As evidence of this, the report pointed to the 2019 European election results, when "anti-system parties swept seats across France, Italy, Spain, and Greece, yet were less successful in northern Europe."
The study generally chimed with a report published by Germany's Friedrich Ebert Foundation last August, which found that only 46.6% of Germans were satisfied with how democracy functions, a low last seen in 1997. The figure in parts of eastern Germany was as low as 35.6%.
But according to Schmidt, project director of last year's FES report, the most important factor was not any immediate political crisis, such as the influx of refugees, but ongoing material inequality.
"For us, there is a very clear connection between social inequality and the loss of trust," he told DW. "That has always been the case in Germany. The trust in democracy only actually arose in the 50s and 60s, with the economic rise that a lot of people were able to be part of.
"In Germany, when dissatisfaction with the social security system increases, then it increases with democracy altogether," Schmidt added. "Expectations about the state are much higher than in other countries: people demand more intervention from the state, so that is something special here."

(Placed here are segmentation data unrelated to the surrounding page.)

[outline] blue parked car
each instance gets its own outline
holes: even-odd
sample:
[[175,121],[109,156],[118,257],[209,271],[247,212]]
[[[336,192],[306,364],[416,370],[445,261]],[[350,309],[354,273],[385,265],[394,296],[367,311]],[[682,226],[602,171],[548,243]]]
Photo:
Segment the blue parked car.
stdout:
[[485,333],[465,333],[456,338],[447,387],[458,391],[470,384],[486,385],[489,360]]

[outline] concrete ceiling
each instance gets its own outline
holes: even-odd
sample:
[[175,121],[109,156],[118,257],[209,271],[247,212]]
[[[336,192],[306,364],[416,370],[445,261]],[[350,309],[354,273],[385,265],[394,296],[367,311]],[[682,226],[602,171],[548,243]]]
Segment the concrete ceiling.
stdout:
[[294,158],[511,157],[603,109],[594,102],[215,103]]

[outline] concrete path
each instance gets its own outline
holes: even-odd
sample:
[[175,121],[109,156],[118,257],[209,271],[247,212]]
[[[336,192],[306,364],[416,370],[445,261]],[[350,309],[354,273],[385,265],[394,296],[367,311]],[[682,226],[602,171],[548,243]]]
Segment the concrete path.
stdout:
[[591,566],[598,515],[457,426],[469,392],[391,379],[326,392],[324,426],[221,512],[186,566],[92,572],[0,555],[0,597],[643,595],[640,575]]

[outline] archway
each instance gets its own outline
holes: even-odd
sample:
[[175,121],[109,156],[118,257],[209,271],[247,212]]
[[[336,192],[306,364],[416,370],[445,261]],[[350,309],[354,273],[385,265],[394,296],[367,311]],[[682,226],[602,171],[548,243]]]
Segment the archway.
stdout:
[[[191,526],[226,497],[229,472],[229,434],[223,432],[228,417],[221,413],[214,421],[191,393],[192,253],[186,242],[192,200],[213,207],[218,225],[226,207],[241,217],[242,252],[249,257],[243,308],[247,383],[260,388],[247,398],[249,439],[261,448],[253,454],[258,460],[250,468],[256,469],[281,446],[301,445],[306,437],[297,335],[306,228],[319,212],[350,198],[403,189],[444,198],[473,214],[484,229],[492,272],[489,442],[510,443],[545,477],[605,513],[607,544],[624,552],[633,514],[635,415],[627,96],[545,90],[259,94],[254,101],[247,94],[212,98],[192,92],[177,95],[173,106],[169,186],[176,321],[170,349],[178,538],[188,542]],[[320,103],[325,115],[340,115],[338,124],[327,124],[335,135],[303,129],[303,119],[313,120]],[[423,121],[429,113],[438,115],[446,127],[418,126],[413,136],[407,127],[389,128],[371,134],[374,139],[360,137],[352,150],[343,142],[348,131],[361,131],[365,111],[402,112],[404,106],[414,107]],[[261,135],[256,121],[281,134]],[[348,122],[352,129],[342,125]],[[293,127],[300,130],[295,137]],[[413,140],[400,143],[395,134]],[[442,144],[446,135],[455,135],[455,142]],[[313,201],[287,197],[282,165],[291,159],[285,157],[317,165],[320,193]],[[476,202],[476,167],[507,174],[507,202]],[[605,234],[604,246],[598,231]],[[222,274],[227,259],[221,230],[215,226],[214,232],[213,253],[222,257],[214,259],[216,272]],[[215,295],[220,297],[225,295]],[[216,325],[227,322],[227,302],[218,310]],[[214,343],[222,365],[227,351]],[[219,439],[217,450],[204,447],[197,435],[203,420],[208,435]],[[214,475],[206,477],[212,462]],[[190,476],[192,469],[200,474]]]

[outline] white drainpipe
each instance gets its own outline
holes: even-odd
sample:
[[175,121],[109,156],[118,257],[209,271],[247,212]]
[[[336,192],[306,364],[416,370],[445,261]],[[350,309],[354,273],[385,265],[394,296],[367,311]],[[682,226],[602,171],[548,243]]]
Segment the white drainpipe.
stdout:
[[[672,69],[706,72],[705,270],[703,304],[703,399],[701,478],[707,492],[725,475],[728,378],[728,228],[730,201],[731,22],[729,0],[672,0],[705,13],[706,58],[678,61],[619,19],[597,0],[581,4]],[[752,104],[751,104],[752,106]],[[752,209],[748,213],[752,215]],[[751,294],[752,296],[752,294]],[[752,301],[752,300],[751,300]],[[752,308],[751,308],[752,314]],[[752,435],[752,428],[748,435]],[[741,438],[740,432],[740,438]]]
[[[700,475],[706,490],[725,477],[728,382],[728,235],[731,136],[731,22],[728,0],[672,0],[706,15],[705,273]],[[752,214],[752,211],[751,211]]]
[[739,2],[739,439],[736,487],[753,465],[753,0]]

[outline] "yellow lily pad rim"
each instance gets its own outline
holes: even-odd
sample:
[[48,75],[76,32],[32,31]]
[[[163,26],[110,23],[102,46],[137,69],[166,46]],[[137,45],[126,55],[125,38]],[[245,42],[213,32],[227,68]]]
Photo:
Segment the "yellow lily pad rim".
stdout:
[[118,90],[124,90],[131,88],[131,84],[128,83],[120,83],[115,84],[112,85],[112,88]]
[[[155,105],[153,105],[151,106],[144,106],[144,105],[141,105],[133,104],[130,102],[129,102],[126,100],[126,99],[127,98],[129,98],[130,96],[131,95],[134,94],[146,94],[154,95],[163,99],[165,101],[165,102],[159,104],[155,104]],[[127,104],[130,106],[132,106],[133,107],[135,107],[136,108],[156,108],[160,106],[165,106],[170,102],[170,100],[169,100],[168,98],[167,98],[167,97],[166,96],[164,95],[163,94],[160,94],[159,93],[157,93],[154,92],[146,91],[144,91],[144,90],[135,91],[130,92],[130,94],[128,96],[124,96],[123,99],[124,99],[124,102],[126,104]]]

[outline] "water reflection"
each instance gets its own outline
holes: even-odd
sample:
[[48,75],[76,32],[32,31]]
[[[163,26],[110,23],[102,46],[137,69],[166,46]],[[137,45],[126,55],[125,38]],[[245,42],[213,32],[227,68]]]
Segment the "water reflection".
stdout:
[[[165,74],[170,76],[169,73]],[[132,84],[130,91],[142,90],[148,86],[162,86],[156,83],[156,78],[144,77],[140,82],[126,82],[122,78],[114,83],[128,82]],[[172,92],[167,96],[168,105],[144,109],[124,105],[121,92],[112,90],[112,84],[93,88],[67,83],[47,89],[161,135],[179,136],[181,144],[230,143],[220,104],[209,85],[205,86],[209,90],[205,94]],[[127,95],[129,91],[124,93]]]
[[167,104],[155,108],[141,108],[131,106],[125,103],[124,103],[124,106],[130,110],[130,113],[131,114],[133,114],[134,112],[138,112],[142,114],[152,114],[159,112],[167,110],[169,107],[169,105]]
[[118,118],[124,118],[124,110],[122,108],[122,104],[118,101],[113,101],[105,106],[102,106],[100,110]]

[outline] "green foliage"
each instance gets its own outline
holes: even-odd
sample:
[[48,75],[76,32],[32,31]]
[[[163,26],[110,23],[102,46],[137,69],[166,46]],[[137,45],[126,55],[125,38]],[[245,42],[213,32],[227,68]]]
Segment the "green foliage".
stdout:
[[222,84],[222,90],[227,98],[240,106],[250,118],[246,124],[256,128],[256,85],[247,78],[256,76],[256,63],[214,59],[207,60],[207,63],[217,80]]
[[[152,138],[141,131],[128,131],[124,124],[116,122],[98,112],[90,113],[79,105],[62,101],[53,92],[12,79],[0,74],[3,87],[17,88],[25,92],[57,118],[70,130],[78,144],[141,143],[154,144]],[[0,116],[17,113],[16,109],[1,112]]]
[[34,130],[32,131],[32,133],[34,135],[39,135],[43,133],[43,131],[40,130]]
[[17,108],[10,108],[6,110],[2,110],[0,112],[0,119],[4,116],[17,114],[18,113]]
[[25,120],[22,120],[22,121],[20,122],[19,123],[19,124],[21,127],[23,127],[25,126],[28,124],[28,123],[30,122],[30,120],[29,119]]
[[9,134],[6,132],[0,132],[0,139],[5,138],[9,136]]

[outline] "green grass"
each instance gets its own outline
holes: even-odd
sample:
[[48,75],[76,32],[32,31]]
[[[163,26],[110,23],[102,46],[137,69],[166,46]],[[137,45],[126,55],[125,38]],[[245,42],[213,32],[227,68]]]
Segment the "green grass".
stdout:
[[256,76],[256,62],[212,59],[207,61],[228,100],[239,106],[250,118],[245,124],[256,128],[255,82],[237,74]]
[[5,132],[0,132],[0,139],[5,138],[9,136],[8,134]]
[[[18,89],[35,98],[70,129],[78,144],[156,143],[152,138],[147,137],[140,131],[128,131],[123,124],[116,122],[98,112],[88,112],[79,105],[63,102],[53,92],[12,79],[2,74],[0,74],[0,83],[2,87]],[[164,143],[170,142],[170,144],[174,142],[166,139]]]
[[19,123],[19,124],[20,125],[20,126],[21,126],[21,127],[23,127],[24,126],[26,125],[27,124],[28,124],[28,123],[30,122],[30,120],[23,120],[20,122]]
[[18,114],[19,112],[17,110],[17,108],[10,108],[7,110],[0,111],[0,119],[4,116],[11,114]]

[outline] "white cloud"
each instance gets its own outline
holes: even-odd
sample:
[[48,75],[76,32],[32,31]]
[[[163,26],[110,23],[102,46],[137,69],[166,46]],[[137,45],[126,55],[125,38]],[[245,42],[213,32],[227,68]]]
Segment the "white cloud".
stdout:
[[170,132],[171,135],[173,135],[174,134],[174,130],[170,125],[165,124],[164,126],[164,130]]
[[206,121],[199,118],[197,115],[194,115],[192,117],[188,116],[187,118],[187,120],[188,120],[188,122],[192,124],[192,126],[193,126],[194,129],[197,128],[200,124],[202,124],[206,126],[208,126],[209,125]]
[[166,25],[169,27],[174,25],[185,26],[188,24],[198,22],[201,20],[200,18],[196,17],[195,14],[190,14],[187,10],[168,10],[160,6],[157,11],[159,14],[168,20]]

From crisis to contentment
The Cambridge study, which questioned people in 154 countries around the world, broadly divided countries into four categories of satisfaction: crisis, malaise, concern, and contentment.
By far the most countries are in the middle two categories: Germany, along with many of the "new democracies" in Central and Eastern Europe was in the "concern" category, while Britain, the United States, Spain, Italy, and France were ranked lower, under "malaise." In terms of population size, "malaise" was by far the largest category, representing some 1.09 billion people.
The only countries where people considered "contented" with democracy were Switzerland, Denmark, Luxembourg, Norway, Ireland, the Netherlands and Austria. The countries in "crisis" were Mexico, Brazil, Moldova, Colombia, Peru, Ukraine, and Venezuela.